This piece by Jack Webster was originally published in Newsroom.

The news has been dominated by developments and events in the field of Artificial Intelligence. Just this week, Sam Altman, the CEO of OpenAI, the company responsible for creating ChatGPT, called for regulations to prevent AI being used to weaponise information. In May Geoffrey Hinton, the ‘Godfather of AI’, quit his position at Google because of fears that AI developments lack oversight and could be exploited by bad actors for political gain. All this is particularly concerning as New Zealand heads towards an election later this year.

Central to their concerns is the convincingness of the content AI can produce. Indeed, what makes AI so fascinating is its increasing ability to produce content that appears to be human-generated, even if it is still sometimes ‘not quite right’.

This is because AI has been created to think like humans, with the software being modelled on how biological brains work. It is this programming of AI software that reveals an even greater hidden danger to our democracies.

Newly developed AI software that is getting most media attention use neural networks. These are designed to imitate the way our brains work. After being given a task, they quickly search data online, interpret the data using probability and then produce outputs that respond to the task.
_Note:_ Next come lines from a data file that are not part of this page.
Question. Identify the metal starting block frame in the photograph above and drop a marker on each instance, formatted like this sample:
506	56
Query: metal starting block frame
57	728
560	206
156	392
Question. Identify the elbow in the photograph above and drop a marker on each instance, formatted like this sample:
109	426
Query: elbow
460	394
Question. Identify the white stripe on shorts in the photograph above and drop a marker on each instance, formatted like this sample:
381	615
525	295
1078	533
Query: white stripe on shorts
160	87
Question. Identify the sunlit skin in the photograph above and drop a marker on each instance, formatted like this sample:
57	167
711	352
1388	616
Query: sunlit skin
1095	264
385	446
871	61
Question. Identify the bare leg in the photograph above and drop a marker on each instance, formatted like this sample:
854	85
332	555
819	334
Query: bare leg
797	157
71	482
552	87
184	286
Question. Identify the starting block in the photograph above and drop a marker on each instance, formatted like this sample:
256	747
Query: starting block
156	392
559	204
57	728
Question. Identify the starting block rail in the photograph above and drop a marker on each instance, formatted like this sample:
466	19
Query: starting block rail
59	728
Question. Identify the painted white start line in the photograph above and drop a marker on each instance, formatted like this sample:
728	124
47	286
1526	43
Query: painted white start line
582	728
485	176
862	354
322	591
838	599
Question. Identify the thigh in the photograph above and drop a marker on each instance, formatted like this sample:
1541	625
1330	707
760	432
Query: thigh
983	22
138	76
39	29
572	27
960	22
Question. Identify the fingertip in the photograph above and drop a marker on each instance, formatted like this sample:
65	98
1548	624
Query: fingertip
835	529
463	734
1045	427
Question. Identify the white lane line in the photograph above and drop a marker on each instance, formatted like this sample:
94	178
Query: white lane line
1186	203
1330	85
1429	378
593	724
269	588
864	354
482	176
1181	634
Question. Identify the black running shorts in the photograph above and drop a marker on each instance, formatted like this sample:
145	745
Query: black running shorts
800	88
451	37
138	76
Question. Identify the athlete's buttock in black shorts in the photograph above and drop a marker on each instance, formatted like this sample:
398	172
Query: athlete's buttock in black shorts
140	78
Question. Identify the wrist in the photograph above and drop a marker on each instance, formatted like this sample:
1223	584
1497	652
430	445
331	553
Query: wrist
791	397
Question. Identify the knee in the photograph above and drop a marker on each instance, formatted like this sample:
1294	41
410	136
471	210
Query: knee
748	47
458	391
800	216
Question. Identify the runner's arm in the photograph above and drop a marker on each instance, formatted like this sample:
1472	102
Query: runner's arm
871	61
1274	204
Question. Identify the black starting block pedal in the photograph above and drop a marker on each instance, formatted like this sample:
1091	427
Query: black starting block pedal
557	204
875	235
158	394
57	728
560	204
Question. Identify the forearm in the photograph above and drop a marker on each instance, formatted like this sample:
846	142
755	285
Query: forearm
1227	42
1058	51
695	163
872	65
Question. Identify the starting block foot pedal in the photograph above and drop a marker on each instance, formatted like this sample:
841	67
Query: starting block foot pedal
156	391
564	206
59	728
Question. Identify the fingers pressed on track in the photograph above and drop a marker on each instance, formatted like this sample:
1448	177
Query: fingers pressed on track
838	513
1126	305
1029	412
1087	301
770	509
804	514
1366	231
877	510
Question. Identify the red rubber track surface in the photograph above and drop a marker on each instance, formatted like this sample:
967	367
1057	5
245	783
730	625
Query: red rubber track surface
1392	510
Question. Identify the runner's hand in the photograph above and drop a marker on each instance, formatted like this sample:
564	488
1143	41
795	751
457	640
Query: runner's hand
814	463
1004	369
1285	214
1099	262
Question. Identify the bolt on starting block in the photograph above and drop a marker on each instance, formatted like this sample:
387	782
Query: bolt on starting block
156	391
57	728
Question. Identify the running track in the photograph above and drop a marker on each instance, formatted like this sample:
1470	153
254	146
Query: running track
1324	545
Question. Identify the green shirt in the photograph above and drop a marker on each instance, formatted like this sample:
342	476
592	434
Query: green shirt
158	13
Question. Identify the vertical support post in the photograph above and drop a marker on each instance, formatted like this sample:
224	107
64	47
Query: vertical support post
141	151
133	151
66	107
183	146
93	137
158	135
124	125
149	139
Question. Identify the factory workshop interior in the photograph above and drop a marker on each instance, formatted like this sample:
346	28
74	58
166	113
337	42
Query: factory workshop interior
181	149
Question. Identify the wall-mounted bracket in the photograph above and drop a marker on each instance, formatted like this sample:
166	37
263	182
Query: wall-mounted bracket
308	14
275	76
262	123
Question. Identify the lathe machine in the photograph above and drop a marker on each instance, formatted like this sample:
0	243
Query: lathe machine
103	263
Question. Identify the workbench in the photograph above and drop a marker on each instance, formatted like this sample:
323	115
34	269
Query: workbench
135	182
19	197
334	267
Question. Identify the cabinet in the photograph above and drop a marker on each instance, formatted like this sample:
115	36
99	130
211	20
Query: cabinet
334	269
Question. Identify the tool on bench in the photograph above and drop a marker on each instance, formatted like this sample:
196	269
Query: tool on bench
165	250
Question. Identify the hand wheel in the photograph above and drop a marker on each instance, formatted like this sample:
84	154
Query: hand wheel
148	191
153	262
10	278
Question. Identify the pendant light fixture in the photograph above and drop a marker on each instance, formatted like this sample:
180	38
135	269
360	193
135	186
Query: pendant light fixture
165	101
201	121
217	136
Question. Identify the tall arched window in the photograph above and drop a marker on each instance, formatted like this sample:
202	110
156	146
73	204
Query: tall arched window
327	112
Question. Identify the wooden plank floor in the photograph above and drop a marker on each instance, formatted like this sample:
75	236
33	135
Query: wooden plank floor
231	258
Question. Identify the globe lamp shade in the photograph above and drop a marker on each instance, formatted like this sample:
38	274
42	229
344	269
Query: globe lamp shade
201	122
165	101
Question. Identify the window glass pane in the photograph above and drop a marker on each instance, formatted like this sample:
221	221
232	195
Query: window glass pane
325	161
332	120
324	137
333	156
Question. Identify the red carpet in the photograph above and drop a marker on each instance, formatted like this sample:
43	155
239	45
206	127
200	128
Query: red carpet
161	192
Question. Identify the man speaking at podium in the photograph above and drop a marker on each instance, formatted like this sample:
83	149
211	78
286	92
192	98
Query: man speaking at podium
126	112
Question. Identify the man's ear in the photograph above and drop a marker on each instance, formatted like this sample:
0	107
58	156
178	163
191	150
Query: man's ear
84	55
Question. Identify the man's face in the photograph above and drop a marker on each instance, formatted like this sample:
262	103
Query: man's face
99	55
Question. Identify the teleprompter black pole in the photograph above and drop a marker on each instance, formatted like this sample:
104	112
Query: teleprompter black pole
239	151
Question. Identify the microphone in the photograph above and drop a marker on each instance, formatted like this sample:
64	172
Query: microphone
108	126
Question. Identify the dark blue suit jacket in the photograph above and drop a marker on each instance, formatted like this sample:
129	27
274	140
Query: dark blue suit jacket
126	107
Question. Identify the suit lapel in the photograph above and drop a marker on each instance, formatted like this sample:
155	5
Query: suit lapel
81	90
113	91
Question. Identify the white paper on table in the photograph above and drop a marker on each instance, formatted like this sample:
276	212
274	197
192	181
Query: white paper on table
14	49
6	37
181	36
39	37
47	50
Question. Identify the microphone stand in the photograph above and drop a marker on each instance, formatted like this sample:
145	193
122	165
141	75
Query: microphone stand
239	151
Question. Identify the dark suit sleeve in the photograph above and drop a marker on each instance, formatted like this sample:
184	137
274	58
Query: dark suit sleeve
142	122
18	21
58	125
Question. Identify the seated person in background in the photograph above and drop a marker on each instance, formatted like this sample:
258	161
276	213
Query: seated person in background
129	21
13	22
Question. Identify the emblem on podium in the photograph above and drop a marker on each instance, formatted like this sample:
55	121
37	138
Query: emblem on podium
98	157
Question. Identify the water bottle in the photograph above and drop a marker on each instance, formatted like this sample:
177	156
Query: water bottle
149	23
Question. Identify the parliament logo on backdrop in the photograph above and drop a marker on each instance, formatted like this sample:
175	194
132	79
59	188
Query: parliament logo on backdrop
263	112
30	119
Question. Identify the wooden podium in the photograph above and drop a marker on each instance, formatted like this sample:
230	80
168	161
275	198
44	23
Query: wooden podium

Essentially, neural networks look at data and behaviours of users online as clues to learn and to respond to the meaning of a question or command. They are set up by a software engineer, but then operate somewhat independently from the engineer, relying on online data to develop responses. AI programmes such as ChatGPT use neural networks.

One of the (several) debates about neural network AI software focuses on concerns that AI programmes are producing inaccurate or misleading content. Reports show that texts produced by ChatGPT have the tone and format that suggest confidence and infallibility of the facts and the arguments it is making, but closer inspection reveals the facts and arguments are often wrong.

This occurs because AI is trained on data, and depends on that data being correct. Therefore, if something incorrect is in the data set with enough regularity, the connections it picks up will be repeated by the AI programme.

For example, if rumours circulate online about a public figure, the AI systems will use the regularity of the data online to assume its accuracy and perpetuate the rumours as facts. It only takes a rumour to start trending for the AI programme to use that idea to produce its output. Regularly espousing inaccurate or misleading claims therefore reinforce AI systems’ comprehension of the truth.

This adds a new, complex layer to the post-truth age and has the potential to produce slanderous and harmful content. Perhaps even more worryingly, in a world where political tribalism is rife and there is the tendency to characterise political leaders negatively for political gain, this has the potential to undermine democracy. Google chief executive Sundar Pichai has raised these concerns, suggesting AI could produce fake videos of people espousing hateful content.

However, what is interesting is what this might reveal about the way we interpret information and conceive ideas. If AI systems are designed to model human brain functions, then to what extent are we immune to inaccuracies being spread regularly online? How can we resist forming impressions of individuals, groups, cultures, movements, religions, events or places based on unsubstantiated rumours?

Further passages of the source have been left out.